Re: [PATCH 1/1] remoteproc: use freezable workqueue for crash notifications

From: Bjorn Andersson
Date: Thu May 27 2021 - 23:55:20 EST


On Wed 19 May 18:44 CDT 2021, Alex Elder wrote:

> When a remoteproc has crashed, rproc_report_crash() is called to
> handle whatever recovery is desired. This can happen at almost any
> time, often triggered by an interrupt, though it can also be
> initiated by a write to debugfs file remoteproc/remoteproc*/crash.
>
> When a crash is reported, the crash handler worker is scheduled to
> run (rproc_crash_handler_work()). One thing that worker does is
> call rproc_trigger_recovery(), which calls rproc_stop(). That calls
> the ->stop method for any remoteproc subdevices before making the
> remote processor go offline.
>
> The Q6V5 modem remoteproc driver implements an SSR subdevice that
> notifies registered drivers when the modem changes operational state
> (prepare, started, stop/crash, unprepared). The IPA driver
> registers to receive these notifications.
>
> With that as context, I'll now describe the problem.
>
> There was a situation in which buggy modem firmware led to a modem
> crash very soon after system (AP) resume had begun. The crash caused
> a remoteproc SSR crash notification to be sent to the IPA driver.
> The problem was that, although system resume had begun, it had not
> yet completed, and the IPA driver was still in a suspended state.
>
> This scenario could happen to any driver that registers for these
> SSR notifications, because they are delivered without knowledge of
> the (suspend) state of registered recipient drivers.
>
> This patch offers a simple fix for this, by having the crash
> handling worker function run on the system freezable workqueue.
> This workqueue does not operate if user space is frozen (for
> suspend). As a result, the SSR subdevice only delivers its
> crash notification when the system is fully operational (i.e.,
> neither suspended nor in suspend/resume transition).
>

This makes sense to me; both that it ensures that we spend our resources
on the actual system resume and that it avoids surprises from this
happening while the system still is in a funky state...

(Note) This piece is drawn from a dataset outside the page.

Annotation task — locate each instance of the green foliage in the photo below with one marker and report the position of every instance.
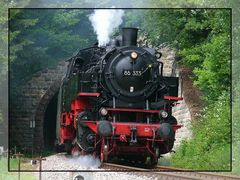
(203, 40)
(42, 38)
(209, 149)
(4, 174)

Reviewed-by: Bjorn Andersson <bjorn.andersson@xxxxxxxxxx>

But it would be nice to get some input from other users of the
framework.

Regards,
Bjorn

> Signed-off-by: Alex Elder <elder@xxxxxxxxxx>
> ---
> drivers/remoteproc/remoteproc_core.c | 4 ++--
> 1 file changed, 2 insertions(+), 2 deletions(-)
>
> diff --git a/drivers/remoteproc/remoteproc_core.c b/drivers/remoteproc/remoteproc_core.c
> index 39cf44cb08035..6bedf2d2af239 100644
> --- a/drivers/remoteproc/remoteproc_core.c
> +++ b/drivers/remoteproc/remoteproc_core.c
> @@ -2724,8 +2724,8 @@ void rproc_report_crash(struct rproc *rproc, enum rproc_crash_type type)
> dev_err(&rproc->dev, "crash detected in %s: type %s\n",
> rproc->name, rproc_crash_to_string(type));
>
> - /* create a new task to handle the error */
> - schedule_work(&rproc->crash_handler);
> + /* Have a worker handle the error; ensure system is not suspended */
> + queue_work(system_freezable_wq, &rproc->crash_handler);
> }
> EXPORT_SYMBOL(rproc_report_crash);
>
> --
> 2.27.0
>